Normally these asters are my favorite fall flower. When they were planted eight years ago, I did not know much about perennials. I got the asters along with a couple of dozen other perennials at an end of season closeout. The next year, I watched the plant all summer thinking, “When is that darn thing going to do something? Is it a flower or a weed?” Then, one September day, I looked out the window and “Wow,” the color was amazing.
Now, it’s looking wimpy. It definitely has a fungus. I could spray, but I try not to use a lot of fungicides in the yard, so I’m going to take the low-tech approach. As soon as it finishes blooming, I’ll cut down the foliage completely, and throw it away in the garbage–not the compost. Because the plant was looking sickly, I consulted my perennial Bible, Growing Perennials in Cold Climates by Mike Heger and John Whitman.

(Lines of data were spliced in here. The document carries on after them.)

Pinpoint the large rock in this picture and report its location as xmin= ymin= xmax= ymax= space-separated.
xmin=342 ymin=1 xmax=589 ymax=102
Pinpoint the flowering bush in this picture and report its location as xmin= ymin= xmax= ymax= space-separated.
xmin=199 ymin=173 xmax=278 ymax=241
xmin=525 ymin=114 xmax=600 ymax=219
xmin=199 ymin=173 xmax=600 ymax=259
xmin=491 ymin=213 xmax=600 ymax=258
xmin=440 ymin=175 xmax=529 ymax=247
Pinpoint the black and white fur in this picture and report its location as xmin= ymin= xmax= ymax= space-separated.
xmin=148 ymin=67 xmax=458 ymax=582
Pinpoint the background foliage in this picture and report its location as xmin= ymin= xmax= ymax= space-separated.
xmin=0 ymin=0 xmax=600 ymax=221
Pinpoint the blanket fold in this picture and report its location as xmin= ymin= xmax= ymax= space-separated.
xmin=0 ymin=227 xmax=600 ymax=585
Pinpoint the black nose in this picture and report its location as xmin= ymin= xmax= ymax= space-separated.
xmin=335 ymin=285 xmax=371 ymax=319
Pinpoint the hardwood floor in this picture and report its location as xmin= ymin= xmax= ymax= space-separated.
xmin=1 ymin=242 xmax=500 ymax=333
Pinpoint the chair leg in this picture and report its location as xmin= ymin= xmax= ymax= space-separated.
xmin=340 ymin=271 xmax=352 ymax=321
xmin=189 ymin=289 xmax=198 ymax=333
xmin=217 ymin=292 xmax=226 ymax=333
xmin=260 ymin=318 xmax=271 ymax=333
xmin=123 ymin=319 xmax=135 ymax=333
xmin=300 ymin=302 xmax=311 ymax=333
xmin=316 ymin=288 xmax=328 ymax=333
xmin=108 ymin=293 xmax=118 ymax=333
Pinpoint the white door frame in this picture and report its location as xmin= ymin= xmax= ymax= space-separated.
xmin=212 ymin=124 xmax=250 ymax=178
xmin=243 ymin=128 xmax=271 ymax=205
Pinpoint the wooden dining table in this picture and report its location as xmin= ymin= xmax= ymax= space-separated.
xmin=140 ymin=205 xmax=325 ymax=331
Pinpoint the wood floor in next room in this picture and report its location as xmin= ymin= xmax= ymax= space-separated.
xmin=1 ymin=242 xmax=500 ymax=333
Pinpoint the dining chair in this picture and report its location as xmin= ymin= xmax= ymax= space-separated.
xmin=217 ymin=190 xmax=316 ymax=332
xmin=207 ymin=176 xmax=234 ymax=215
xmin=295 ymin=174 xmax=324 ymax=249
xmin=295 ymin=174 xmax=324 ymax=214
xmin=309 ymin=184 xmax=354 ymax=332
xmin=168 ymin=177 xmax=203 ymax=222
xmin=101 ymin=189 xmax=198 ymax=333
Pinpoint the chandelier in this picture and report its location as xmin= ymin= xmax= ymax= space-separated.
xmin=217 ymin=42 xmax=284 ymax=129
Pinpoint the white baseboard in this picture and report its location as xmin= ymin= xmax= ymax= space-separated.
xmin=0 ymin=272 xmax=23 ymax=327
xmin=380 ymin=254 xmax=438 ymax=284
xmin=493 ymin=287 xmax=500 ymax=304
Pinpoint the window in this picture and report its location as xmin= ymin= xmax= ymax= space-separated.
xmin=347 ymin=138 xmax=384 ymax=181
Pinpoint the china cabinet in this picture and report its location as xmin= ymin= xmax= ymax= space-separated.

Mike is a contributor to Northern Gardener and also owner of Ambergate Gardens in Victoria, MN.
Mike and John recommend dividing asters every year or two. Mine have never been divided. So after I finish cutting them back, I’ll probably divide the crown and move it to the plant holding bed I’m setting up in the backyard. Plants sometimes benefit from moving around, so I’m going to move the asters to a different location in the garden next spring. We’ll see if that perks up their bloom.